Além de Rui, mais dois atores interpretam Lula: Felipe Falanga, de 8 anos, e Guilherme Tortolio, de 14. A atual primeira-dama, Marisa Letícia, será vivida por Juliana Baroni. A mais conhecida do elenco é Glória Pires, que trabalha com o clã Barreto desde o início de sua carreira. A atriz vai interpretar dona Lindu, mãe de Lula, morta em 1980 quando seu filho estava preso pela ditadura.

Entusiasmados, os Barretos planejam até uma minissérie na TV. “Um filme de duas horas não conta tudo o que essa história merece”, diz Fábio. “Daria para fazer um filme para cada trecho da vida de Lula.” A ideia é inspirada nos exemplos de Carandiru e Cidade de Deus, que depois viraram séries independentes. “Já falei com uma emissora”, diz Paula, sem dar detalhes.

Apesar de ter conversado com Lula durante três horas, Fábio não deverá acrescentar detalhes desconhecidos a respeito da vida do presidente. “Conversei com ele mais para confirmar algumas passagens da história. Li trechos do roteiro, mas ele logo pediu para parar. Ficou emocionado”, diz.

O otimismo dos Barretos e dos patrocinadores contrasta com o desempenho das últimas obras dirigidas por Fábio. Desde O quatrilho (1995), que teve 1,1 milhão de espectadores e uma indicação para o Oscar, nenhum outro filme do diretor obteve grande público. Bella dona (1998), A paixão de Jacobina (2002) e Nossa Senhora de Caravaggio (2007) tiveram, juntos, menos de 600 mil espectadores.

Um dos temores é que o filme de Lula vire uma peça de propaganda política. Faz sentido colocar nas telas uma ficção dramática sobre um político em pleno exercício do mandato? Ainda mais em ano de eleição? Para o cineasta Paulo Sérgio Almeida, diretor da consultoria Filme B, a mais respeitada do setor, faz sentido sim: “Com qualquer outro personagem, em qualquer outro país, um filme assim teria tudo para ser um panfleto chapa branca. Mas com Lula é diferente. Primeiro porque todos que leram a biografia a acham excelente. Segundo porque a tragédia original da história do presidente é completamente inusitada.”

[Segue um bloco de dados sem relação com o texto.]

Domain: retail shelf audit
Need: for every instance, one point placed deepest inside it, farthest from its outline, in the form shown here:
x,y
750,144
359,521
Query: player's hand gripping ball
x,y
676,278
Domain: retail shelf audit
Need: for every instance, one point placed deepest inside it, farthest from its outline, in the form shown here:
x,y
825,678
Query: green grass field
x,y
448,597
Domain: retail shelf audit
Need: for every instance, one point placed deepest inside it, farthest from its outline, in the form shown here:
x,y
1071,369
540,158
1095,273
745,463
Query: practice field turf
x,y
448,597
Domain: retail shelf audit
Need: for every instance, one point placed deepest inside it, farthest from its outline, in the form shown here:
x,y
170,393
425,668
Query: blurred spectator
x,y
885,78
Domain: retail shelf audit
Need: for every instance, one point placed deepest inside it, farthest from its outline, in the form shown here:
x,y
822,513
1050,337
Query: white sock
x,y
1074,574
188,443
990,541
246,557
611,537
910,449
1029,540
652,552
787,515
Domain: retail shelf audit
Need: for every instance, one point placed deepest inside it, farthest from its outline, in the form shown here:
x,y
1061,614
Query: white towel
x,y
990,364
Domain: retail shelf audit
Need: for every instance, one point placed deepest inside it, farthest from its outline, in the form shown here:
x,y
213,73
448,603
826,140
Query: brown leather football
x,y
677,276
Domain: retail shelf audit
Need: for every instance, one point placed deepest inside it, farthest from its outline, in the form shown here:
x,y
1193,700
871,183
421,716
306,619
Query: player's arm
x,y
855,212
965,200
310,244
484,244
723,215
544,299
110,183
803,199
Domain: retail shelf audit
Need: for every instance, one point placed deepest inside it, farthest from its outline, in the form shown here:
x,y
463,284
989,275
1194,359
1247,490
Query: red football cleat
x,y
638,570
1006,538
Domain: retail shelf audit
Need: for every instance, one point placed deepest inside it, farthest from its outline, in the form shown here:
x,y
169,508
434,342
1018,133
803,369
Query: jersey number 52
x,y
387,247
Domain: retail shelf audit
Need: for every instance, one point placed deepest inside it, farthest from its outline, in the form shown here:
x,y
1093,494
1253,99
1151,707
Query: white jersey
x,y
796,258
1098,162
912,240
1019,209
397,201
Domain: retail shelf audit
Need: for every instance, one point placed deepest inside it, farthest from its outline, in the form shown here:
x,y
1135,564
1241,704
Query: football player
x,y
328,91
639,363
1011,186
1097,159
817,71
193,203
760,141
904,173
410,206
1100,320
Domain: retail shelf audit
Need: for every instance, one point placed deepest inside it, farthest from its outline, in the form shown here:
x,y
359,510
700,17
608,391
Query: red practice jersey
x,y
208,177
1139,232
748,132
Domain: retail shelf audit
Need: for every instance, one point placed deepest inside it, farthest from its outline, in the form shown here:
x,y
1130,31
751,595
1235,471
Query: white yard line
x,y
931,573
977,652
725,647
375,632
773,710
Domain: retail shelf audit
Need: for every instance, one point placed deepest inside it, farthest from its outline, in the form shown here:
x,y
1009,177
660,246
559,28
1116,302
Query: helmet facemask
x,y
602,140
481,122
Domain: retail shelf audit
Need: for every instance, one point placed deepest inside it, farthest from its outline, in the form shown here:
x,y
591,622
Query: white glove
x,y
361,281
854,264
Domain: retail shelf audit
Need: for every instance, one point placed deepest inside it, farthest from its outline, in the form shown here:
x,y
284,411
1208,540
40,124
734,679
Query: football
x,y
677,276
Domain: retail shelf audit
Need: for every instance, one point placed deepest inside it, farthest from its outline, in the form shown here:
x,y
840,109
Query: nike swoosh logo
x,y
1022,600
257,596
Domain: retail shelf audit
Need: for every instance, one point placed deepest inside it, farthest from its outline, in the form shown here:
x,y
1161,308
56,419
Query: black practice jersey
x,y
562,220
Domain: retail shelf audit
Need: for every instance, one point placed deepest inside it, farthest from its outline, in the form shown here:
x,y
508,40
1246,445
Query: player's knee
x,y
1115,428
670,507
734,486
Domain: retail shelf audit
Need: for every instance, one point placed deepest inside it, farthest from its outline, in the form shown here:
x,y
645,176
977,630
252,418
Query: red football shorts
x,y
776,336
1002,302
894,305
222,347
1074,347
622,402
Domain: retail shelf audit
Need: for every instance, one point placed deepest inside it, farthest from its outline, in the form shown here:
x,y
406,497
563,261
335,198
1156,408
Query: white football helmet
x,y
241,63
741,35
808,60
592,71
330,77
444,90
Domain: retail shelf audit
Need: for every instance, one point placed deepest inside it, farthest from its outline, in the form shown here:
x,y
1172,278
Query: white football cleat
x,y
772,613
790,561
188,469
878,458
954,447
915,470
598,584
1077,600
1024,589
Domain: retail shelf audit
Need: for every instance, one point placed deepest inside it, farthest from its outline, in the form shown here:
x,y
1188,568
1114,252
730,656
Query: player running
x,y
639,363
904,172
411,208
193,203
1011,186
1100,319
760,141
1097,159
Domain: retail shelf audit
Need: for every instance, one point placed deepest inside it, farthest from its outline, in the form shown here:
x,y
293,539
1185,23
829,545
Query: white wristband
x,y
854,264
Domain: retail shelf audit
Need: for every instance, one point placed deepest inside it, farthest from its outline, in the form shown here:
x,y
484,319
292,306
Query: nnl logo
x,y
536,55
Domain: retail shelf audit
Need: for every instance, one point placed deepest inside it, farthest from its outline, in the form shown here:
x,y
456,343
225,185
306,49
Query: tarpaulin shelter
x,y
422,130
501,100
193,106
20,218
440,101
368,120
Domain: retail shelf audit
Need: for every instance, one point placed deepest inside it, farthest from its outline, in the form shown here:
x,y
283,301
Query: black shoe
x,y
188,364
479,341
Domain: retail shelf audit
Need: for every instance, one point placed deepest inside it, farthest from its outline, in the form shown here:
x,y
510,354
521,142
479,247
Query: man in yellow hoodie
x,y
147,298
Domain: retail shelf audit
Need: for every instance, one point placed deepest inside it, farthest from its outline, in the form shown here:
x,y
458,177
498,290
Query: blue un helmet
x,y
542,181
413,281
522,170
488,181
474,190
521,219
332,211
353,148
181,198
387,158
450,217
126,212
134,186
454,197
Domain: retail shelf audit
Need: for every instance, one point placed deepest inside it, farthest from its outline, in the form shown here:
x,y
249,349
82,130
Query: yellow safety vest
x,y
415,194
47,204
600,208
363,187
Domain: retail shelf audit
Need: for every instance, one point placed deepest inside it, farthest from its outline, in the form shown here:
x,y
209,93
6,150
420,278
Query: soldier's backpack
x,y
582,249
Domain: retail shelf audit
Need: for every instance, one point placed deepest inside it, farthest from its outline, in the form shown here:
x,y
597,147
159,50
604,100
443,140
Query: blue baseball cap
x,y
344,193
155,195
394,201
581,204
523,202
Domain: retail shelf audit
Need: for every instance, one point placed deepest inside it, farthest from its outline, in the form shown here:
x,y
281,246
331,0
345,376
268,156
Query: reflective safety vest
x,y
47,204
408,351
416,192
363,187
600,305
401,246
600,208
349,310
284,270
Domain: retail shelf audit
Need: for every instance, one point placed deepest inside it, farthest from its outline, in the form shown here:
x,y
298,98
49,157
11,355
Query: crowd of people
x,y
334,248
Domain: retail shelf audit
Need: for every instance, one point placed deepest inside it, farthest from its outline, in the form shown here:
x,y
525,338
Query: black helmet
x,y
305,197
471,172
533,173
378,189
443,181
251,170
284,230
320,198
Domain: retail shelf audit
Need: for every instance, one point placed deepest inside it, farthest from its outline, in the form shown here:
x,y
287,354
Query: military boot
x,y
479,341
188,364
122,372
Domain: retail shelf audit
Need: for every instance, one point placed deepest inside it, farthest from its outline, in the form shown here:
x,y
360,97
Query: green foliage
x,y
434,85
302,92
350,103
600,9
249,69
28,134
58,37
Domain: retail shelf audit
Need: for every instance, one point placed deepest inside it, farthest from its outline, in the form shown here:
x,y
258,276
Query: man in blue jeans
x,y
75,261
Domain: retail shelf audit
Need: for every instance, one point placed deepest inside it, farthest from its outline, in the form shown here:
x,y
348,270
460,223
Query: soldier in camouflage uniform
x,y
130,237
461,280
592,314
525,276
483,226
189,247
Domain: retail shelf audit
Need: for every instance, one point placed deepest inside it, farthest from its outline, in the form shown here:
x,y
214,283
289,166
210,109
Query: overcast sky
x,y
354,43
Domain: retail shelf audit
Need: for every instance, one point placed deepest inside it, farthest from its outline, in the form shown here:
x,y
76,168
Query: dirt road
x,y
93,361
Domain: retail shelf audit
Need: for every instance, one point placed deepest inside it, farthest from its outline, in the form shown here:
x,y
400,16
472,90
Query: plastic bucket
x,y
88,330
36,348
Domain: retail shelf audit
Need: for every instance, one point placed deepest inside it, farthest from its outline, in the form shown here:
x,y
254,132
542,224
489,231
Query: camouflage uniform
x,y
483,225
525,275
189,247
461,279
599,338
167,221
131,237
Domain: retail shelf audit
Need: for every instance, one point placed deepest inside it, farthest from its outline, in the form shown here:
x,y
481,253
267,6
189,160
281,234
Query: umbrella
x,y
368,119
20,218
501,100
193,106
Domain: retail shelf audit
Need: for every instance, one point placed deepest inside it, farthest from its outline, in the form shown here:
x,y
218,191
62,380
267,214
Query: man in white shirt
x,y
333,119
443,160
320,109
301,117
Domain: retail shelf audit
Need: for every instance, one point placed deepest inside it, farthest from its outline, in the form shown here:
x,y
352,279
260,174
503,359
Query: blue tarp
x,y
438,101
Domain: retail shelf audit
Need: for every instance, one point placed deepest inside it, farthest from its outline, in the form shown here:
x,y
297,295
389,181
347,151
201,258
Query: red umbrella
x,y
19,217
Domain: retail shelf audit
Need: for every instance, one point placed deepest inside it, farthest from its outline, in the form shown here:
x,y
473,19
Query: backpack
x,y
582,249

Denise Paraná, a autora da biografia, diz que sonha com um filme assim desde 1993, quando fez as entrevistas para o livro. “Eu ia ouvindo o Lula e seus irmãos e percebia que aquilo era cinema puro”, diz. Para Denise, que assina o roteiro com Daniel Tendler e Fernando Bonassi, a história tem força porque resume problemas crônicos da história recente do país: “Um irmão de Lula teve doença de Chagas. O pai era alcoólatra. A família viajou para São Paulo quando o país vivia o maior movimento migratório interno do planeta. A mulher e o filho morreram na maternidade. Tudo isso é muito Brasil”, diz. Após a posse, Denise foi procurada duas vezes por produtores estrangeiros interessados no projeto. “O Lula sempre topou o filme, mas não queria que fosse feito pelos gringos.” Agora, a história de Lula vai para as telas com todos os requintes nacionais de uma superprodução.



SUPERPRODUÇÃO


No alto, o ator Rui Ricardo como Lula num comício em São Bernardo. Acima, Frei Chico, irmão do presidente, entre Fábio e Luiz Carlos Barreto. Ao lado, a cena da inundação numa vila cenográfica feita dentro de um lago

3 comments:

Anônimo disse...

Parabéns, nós brasileiros comuns merecemos nos vermos na telona.

Cloaca News disse...

Parabéns pelo belo trabalho, Milena! E bem-vinda à trincheira da contra-informação. Somos seus aliados. Seu blog acaba de ser incluído em nossa seleta lista de links. Abraços!

Anônimo disse...

Que maravilha, parabéns Barretão e todas as empresas que contribuem para a realização do filme. Lula merece, o Brasil merece, nós merecemos saber mais da história desse líder, desse presidente que está mudando (pra muito melhor) a vida dos brasileiros!